3. Segmenting Assistants
The well-known AI assistants like ChatGPT, Gemini, and Copilot are all general-purpose systems, and much of their popularity has stemmed from their ability to perform a very broad range of tasks fairly well. They are now beginning to face competition, however, from specialized assistants designed to perform a limited range of industry-specific tasks very well. Some are even designed to address particular parts of the purchase funnel. Businesses should monitor this trend in their own industries to ensure they optimize content for the systems their buyers use.
4. Affiliations and Biases
Not all sources are considered equally. Third party news and blogs vastly outweigh categories like social media or product description pages, for instance, making up 62% of citations among prominent assistants. This nuance is compounded by the fact that different assistants have unique and mutable preferences, and that a partnership with a media organization or a copyright lawsuit can promote or disqualify certain content. Understanding these biases will be key to maintaining visibility across various assistants.
5. A New Kind of Technical SEO
The technical frameworks that govern how AI assistants locate and interpret information are distinct from traditional SEO, and optimizing for new file-types and standards—like llm.txt—will only become more crucial for ensuring that content can be found in the first place. Businesses must stay well-informed to keep metadata in line with the latest developments in AI crawling behavior.

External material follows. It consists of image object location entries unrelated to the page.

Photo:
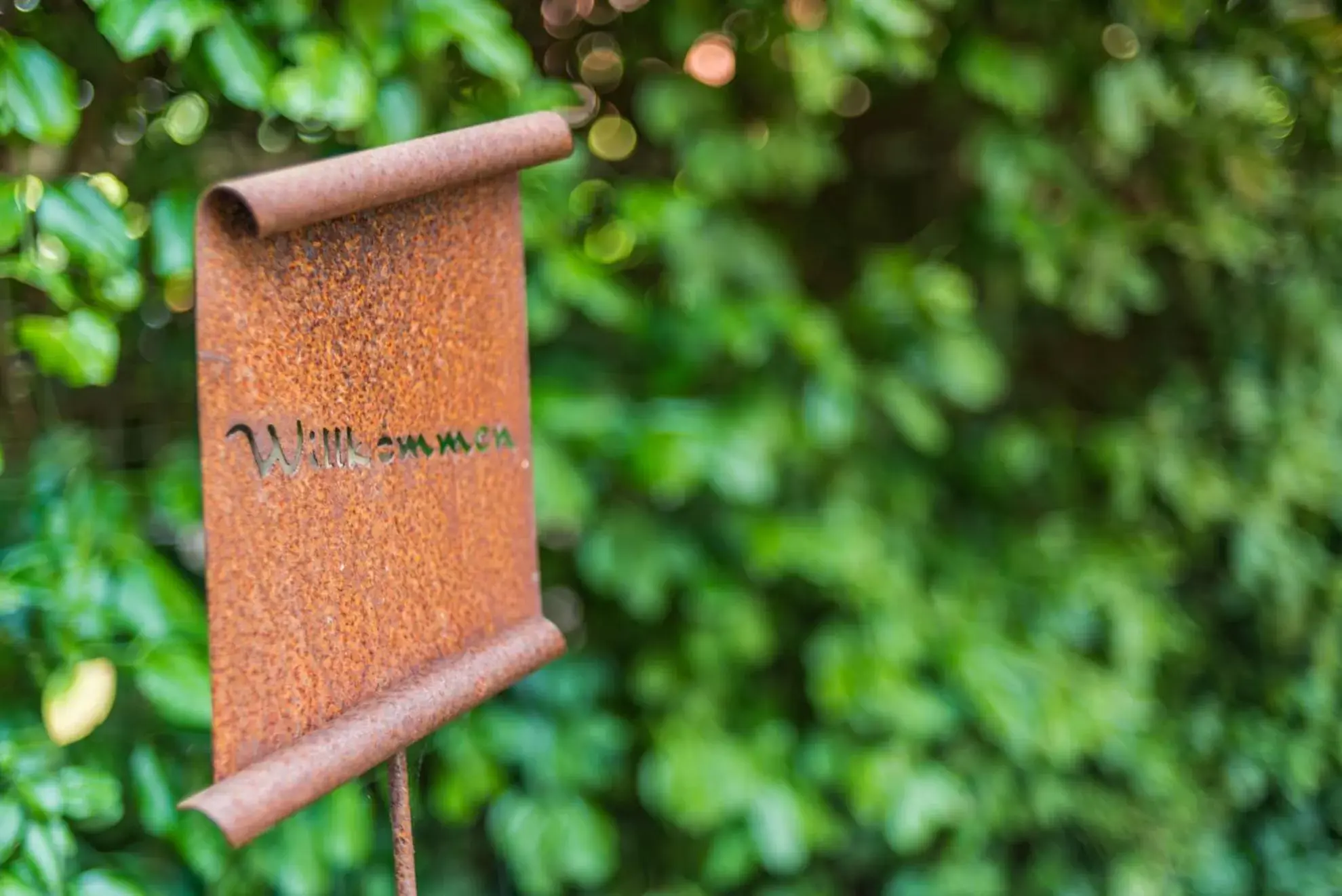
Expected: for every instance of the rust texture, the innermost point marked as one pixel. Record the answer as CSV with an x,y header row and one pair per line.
x,y
403,837
304,195
249,802
367,457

6. The Growing MCP Ecosystem
The Model Context Protocol (MCP) is an emerging standardized system for integrating specialized tools with AI assistants. Any tool that is built according to the protocol can be accessed by any compliant assistant without the need for custom coding. The result is a sort of third-party “app store” that could allow users' assistants to execute complex tasks on their behalf and interact seamlessly with branded integrations. Whether businesses create their own such integrations or take advantage of the media companies that do, MCP represents an intriguing opportunity for next-level user engagement.
The Bottom Line
AI is at once the most rapidly growing and the most rapidly changing information technology in history. Staying visible in 2026 will not be as simple as maintaining the efforts that worked in 2025. But if they monitor the trends listed here, and can build an AI-citation strategy that is flexible enough to shift as they develop, today’s businesses have an opportunity to reach new buyers and investors in a way that is more personal and more valuable than ever before.